1 lb. / bag
Also known as chondrus crispus, and carrageen, Irish moss is a tough and stringy red, yellow, or purple seaweed growing up to 6 inches (250 mm) high on rocks in tidal pools along the northern Atlantic. It is harvested to make carrageenan, a thickening agent for jellies, puddings, and soups, and is a traditional herbal remedy in Ireland.
Basic Steps in Preparing your Irish Moss
1. Rinse well under running COLD water. All sand or other traces of seaweed should be gone. (Not cleaning the Irish Moss properly may create a fishy taste in your desserts (especially Lemon Meringue pie)

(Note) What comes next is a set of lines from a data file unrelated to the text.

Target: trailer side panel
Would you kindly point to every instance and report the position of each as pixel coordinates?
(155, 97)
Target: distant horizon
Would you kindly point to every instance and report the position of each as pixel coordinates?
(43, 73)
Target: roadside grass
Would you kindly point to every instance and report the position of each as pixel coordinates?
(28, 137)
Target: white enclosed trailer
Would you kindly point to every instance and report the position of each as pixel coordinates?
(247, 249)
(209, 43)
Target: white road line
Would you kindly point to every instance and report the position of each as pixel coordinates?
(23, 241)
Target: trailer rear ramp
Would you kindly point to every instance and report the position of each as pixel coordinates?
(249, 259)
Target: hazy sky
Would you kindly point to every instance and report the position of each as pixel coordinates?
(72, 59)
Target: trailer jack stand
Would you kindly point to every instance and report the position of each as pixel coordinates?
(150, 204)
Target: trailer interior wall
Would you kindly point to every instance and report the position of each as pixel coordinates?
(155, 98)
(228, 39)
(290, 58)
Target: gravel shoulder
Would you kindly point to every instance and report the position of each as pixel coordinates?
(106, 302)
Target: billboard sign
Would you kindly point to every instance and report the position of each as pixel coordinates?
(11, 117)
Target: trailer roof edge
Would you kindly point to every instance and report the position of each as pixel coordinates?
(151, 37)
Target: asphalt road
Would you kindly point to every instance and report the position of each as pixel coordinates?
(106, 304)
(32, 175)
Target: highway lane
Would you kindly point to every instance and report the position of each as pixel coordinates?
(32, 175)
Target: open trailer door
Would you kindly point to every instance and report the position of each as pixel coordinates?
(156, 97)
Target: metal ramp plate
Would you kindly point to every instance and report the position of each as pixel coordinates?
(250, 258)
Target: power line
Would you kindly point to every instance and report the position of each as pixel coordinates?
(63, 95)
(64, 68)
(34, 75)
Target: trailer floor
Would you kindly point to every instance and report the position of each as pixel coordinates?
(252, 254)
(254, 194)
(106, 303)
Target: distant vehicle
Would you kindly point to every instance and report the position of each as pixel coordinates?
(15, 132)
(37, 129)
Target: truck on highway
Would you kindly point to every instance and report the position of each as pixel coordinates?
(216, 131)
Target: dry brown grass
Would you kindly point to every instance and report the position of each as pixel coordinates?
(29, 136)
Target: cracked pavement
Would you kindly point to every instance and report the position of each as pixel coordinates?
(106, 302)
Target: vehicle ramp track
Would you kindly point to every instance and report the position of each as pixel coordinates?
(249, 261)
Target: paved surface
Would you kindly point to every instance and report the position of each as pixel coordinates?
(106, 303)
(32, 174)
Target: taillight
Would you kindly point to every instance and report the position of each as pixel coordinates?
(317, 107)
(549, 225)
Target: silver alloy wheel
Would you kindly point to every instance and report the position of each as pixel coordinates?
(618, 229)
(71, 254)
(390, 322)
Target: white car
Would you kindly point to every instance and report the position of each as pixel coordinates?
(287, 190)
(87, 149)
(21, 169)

2. Soak the Irish Moss in a air tight container, completely cover with water.
3. Leave soaking for 24 hours before using.
You want to have the Irish Moss soaking the day before and use it after 24 hours. This batch will keep in the fridge for 7 to 10 days. Do not rinse or change the water as this may wash away some of the carrageen that is becoming active through the soaking process.
It is true that some Irish Moss will expand more or less. Don't worry, just use the amount that's called for in the recipe.
In general 1 oz of Irish Moss will jell 1 cup of liquid
According to your recipe blend the Irish Moss and water together until it is well broken down and very creamy. Before adding other ingredients make sure that you blend all chunks of the moss which may be sticking on the lid and the walls of the blender. Irish Moss will make any liquid fluffy and is a substitute for gelatin and other thickeners such as agar agar, pectin, soy lecithin, tapioca or corn starch.
Don't use on a daily basis for more than 2 weeks at a time, taking a 2 week break before using again. This will prevent you from overdosing iodine with potential imbalance in thyroid function. For periodic use only and not to be taken for extended periods of time. Not to be used while pregnant.